La communauté hongroise d’Ukraine vit entre les deux puissances

Feb 5, 2024

Source Thomas d'Istria Le Monde 6 février 2024

La communauté hongroise d’Ukraine vit entre les deux puissances en tentant de se faire la plus discrète possible. Si la population est évidemment proche du pays voisin et apprécie le soutien de Budapest, elle ne souscrit pas à la rhétorique de Viktor Orban contre l’entrée de l’Ukraine au sein de l’Union européenne

Berehove (Ukraine) - envoyé spécial

Rien ne distingue les dessins affichés sur les murs de ceux que l’on pourrait trouver dans n’importe quelle école ukrainienne. Ils représentent des soldats et des drapeaux ukrainiens bleu et jaune aux côtés de la date du 6 décembre, Journée nationale des forces armées. La seule différence avec les autres écoles du pays est que lorsque la sonnerie de la récréation retentit, les élèves âgés de 6 à 17 ans qui surgissent dans les couloirs ne s’expriment qu’en langue hongroise. De la même manière, les cours donnés dans les salles de classe de l’école Lajos Kossuth de Berehove, petite ville du sud-ouest de l’Ukraine, se tiennent dans la langue du pays voisin.

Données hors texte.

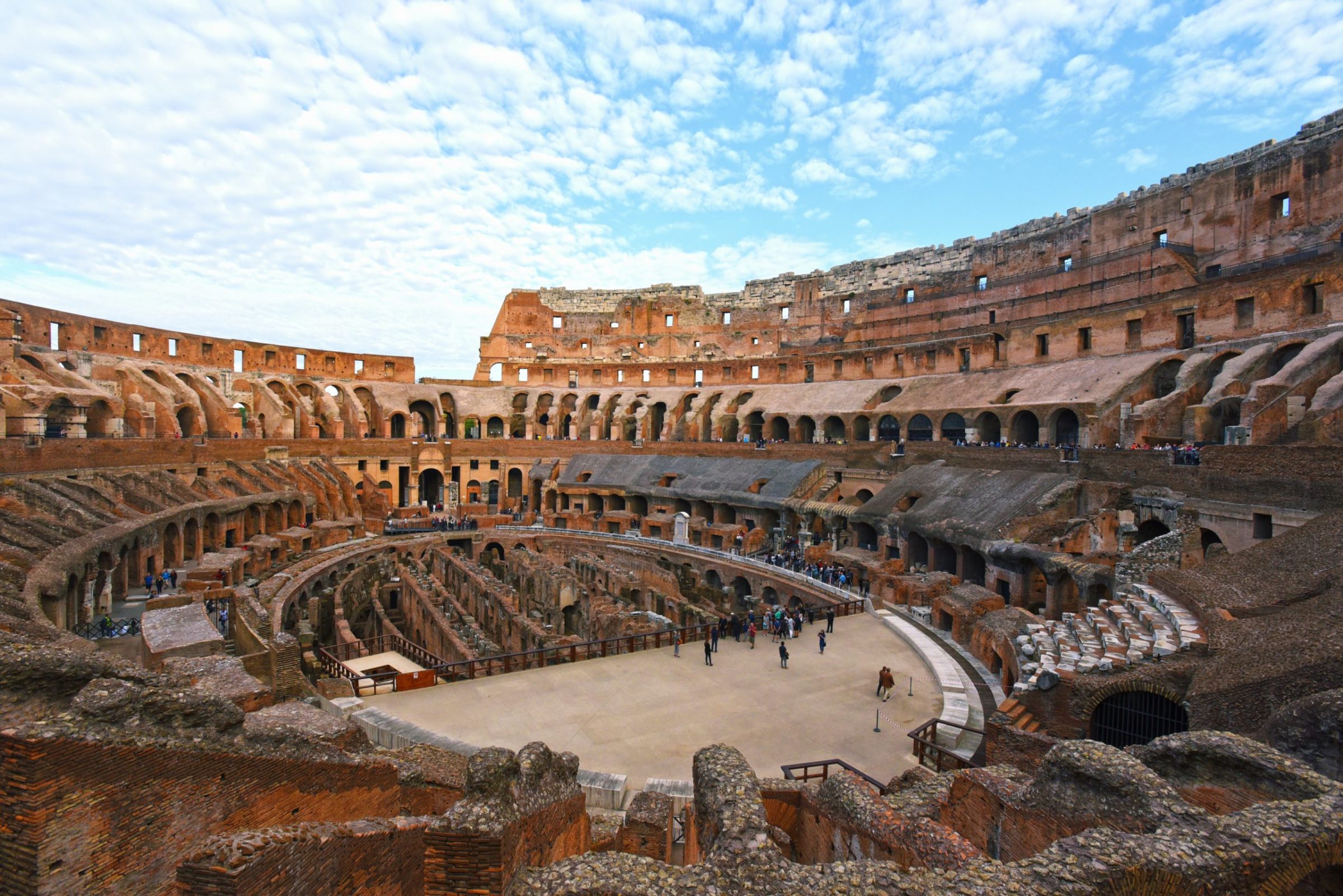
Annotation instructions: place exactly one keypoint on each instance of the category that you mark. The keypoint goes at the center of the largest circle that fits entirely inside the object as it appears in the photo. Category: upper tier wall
(79, 333)
(1158, 240)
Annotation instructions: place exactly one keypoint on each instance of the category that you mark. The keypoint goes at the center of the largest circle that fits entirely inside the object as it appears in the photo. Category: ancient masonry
(1087, 469)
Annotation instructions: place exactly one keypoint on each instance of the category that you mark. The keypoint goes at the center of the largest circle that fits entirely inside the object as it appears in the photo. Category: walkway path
(645, 714)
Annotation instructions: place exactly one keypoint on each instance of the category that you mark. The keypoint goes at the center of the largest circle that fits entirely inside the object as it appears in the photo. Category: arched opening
(918, 550)
(430, 487)
(755, 426)
(426, 418)
(1225, 413)
(190, 536)
(1284, 356)
(98, 423)
(1150, 529)
(742, 590)
(806, 430)
(1065, 428)
(988, 427)
(187, 422)
(657, 419)
(1137, 716)
(1165, 378)
(973, 567)
(1025, 428)
(865, 537)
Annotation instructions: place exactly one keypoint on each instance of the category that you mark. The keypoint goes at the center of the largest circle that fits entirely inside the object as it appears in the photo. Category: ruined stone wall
(118, 819)
(370, 857)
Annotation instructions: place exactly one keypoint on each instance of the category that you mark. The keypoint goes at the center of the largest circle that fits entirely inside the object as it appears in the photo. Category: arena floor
(645, 714)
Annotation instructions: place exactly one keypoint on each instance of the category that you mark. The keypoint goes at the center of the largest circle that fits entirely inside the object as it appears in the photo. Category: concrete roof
(695, 477)
(961, 499)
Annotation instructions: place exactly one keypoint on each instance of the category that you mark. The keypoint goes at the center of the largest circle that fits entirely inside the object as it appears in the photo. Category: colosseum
(1065, 504)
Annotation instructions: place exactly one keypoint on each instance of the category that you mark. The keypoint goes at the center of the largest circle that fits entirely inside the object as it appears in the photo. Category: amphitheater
(1082, 480)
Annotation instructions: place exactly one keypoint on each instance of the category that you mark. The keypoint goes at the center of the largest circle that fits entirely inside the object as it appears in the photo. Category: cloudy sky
(375, 176)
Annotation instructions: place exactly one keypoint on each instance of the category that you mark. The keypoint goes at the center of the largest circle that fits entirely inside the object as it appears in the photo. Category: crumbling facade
(1133, 644)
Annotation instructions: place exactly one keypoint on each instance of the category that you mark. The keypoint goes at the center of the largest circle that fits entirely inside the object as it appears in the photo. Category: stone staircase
(1139, 625)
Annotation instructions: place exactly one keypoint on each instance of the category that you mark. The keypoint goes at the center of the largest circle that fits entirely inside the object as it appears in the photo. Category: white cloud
(1135, 159)
(817, 171)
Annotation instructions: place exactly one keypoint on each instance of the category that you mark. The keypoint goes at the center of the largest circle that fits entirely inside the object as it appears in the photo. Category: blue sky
(375, 176)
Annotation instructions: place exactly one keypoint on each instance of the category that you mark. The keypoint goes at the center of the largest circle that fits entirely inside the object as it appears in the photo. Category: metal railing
(821, 770)
(106, 628)
(943, 758)
(830, 591)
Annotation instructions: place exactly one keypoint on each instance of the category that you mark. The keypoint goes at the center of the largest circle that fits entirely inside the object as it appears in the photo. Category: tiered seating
(1142, 624)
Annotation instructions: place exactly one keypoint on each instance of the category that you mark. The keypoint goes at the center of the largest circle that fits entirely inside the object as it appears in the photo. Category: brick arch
(1119, 687)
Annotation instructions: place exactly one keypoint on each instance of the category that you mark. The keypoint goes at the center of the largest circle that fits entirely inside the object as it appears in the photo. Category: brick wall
(97, 819)
(371, 857)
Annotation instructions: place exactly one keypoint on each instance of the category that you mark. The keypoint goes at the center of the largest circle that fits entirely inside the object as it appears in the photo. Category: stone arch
(1212, 543)
(100, 420)
(1064, 427)
(989, 427)
(1150, 529)
(865, 536)
(1025, 428)
(1135, 714)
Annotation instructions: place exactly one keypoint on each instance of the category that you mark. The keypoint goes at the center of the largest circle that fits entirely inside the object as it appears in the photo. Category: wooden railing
(821, 770)
(943, 758)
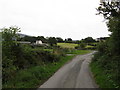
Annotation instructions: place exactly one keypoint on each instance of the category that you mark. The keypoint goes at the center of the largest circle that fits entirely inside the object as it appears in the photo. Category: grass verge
(102, 79)
(35, 76)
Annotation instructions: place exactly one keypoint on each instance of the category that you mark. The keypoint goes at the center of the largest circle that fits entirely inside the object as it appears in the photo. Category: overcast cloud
(74, 19)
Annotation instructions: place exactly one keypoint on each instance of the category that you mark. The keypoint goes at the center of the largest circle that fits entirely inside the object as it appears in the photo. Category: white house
(38, 42)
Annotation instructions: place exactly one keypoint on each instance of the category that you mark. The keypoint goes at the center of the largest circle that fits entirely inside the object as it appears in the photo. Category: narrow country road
(75, 74)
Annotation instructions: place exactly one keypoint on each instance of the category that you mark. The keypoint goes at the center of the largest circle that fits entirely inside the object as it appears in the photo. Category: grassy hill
(67, 45)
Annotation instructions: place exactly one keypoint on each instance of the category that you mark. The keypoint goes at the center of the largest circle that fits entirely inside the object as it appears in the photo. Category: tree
(111, 12)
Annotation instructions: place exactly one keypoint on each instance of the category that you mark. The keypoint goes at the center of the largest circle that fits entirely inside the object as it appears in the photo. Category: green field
(67, 45)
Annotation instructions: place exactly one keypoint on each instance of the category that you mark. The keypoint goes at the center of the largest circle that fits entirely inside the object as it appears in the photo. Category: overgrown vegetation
(106, 62)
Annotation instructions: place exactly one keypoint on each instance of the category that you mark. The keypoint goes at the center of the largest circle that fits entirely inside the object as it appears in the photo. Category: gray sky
(74, 19)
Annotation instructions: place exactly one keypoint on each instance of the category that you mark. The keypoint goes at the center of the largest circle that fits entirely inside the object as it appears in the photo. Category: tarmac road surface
(75, 74)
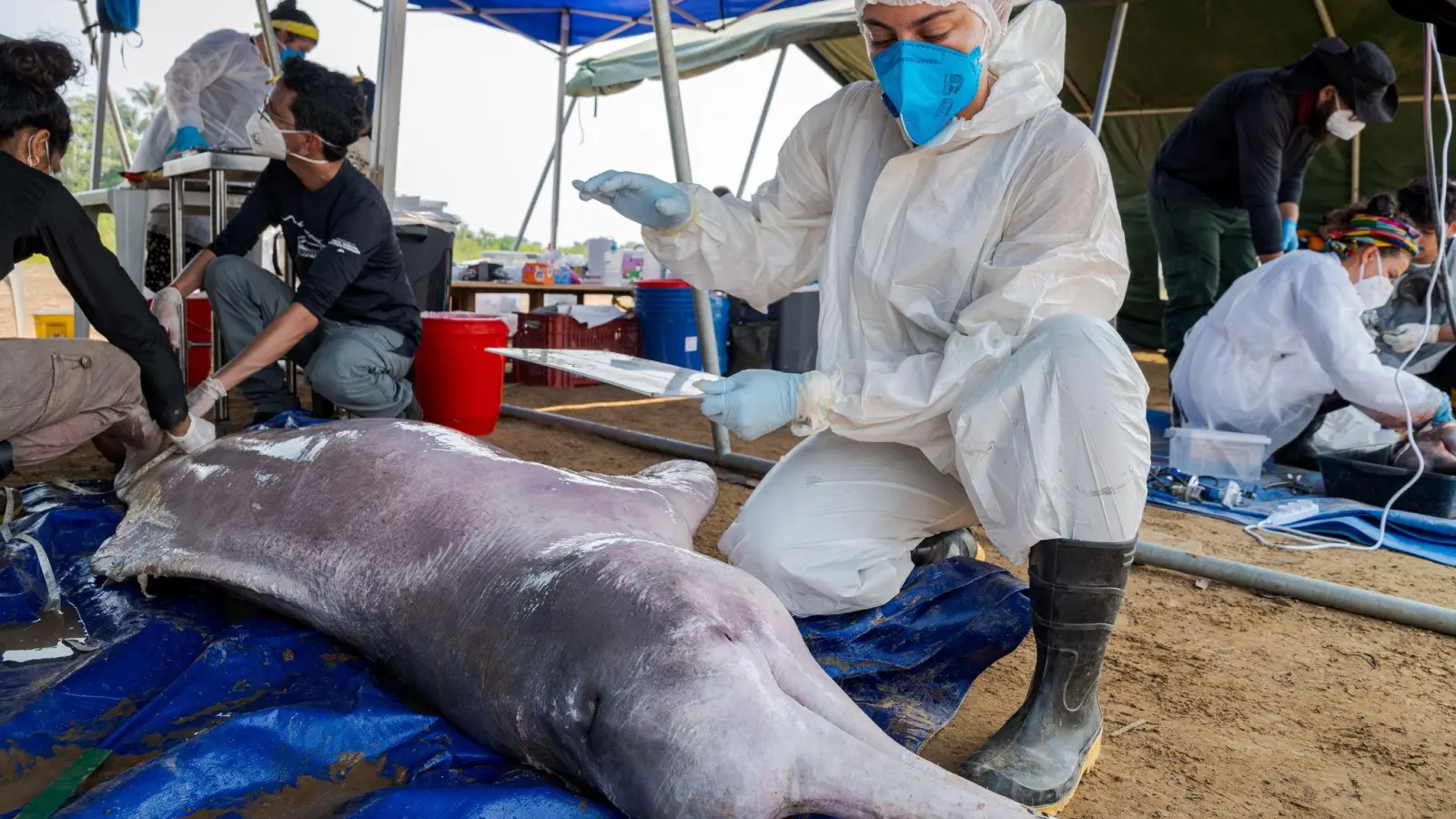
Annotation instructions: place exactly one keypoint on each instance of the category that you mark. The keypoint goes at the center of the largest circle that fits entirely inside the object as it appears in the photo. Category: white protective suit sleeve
(766, 249)
(1347, 354)
(197, 67)
(1062, 249)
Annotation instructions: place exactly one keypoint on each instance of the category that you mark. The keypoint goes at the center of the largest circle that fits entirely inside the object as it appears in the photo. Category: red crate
(555, 331)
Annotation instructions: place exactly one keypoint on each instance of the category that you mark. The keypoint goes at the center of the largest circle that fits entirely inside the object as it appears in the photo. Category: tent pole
(102, 95)
(561, 130)
(386, 106)
(763, 118)
(111, 99)
(541, 182)
(672, 95)
(269, 38)
(1104, 86)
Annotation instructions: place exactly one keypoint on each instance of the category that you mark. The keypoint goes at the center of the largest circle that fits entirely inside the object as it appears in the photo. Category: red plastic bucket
(456, 380)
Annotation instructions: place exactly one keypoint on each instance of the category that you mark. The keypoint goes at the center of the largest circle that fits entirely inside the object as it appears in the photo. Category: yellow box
(55, 325)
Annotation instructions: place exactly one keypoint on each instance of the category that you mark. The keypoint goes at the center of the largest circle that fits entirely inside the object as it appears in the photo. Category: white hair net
(995, 14)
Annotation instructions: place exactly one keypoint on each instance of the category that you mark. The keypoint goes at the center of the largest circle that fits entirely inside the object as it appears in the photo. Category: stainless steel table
(217, 167)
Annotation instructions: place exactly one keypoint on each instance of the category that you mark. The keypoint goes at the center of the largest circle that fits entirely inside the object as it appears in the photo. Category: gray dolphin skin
(558, 617)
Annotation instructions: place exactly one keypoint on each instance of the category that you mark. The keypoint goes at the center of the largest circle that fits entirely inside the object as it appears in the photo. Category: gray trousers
(354, 366)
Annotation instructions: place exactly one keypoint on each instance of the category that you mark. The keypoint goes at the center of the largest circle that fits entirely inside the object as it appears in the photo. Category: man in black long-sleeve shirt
(353, 324)
(58, 394)
(1223, 194)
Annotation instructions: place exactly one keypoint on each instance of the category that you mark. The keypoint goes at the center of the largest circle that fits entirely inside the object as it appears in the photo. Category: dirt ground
(1218, 702)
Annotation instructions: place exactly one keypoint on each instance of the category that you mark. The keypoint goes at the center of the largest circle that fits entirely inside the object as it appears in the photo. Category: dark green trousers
(1203, 249)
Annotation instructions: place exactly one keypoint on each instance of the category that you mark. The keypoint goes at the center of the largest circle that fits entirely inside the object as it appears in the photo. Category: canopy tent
(1143, 98)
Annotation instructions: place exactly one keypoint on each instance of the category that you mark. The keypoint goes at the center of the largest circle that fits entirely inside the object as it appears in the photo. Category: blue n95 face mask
(926, 85)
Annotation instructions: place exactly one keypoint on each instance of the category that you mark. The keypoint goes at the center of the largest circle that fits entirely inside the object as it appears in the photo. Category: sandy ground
(1223, 703)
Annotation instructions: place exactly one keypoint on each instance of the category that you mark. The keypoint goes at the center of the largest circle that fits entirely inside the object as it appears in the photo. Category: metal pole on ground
(757, 133)
(386, 106)
(1104, 85)
(561, 130)
(269, 38)
(703, 307)
(551, 162)
(102, 95)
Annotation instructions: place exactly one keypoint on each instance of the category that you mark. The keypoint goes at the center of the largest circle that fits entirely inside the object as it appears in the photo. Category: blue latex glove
(640, 197)
(1290, 237)
(1443, 411)
(753, 402)
(187, 138)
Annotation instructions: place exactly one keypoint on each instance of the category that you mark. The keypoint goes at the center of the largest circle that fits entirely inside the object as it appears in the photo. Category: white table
(216, 167)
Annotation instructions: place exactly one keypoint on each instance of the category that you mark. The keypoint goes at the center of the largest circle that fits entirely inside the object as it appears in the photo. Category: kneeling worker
(970, 257)
(60, 392)
(353, 324)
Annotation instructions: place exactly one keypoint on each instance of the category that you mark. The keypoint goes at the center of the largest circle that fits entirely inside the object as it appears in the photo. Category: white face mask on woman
(1373, 290)
(1343, 123)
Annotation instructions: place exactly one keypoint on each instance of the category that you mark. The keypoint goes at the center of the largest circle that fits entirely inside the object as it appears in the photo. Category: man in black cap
(1223, 194)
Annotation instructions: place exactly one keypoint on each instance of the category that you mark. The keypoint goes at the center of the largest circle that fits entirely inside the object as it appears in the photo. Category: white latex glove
(1411, 336)
(167, 308)
(204, 397)
(198, 435)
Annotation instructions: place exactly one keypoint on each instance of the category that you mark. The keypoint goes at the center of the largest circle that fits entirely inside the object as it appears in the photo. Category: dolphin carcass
(558, 617)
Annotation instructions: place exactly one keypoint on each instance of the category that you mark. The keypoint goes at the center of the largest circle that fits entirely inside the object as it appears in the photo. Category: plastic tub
(1215, 453)
(456, 380)
(669, 325)
(1365, 474)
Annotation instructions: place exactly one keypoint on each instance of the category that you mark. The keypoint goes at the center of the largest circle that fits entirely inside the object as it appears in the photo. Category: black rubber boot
(1040, 755)
(957, 542)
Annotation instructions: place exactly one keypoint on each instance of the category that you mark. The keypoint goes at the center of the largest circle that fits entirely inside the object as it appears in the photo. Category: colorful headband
(1375, 230)
(302, 29)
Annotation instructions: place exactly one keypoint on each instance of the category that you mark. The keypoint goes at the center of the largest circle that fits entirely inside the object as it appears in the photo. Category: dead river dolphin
(558, 617)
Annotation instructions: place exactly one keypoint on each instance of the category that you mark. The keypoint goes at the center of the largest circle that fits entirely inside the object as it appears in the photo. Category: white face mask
(1373, 290)
(1343, 123)
(267, 138)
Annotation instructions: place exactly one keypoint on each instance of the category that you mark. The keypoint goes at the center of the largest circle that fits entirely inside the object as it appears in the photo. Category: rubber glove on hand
(167, 308)
(640, 197)
(1411, 336)
(204, 397)
(200, 433)
(1290, 237)
(187, 138)
(753, 402)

Cette forme d’éducation est une des spécificités de la Transcarpatie, cette région multiethnique coincée entre la Hongrie, la Slovaquie, la Pologne et la Roumanie, berceau de la communauté hongroise d’Ukraine. Si le dernier recensement officiel datant de 2001 dénombrait 150 000 personnes, la population de cette minorité du pays aurait aujourd’hui réduit de moitié, selon des estimations plus récentes.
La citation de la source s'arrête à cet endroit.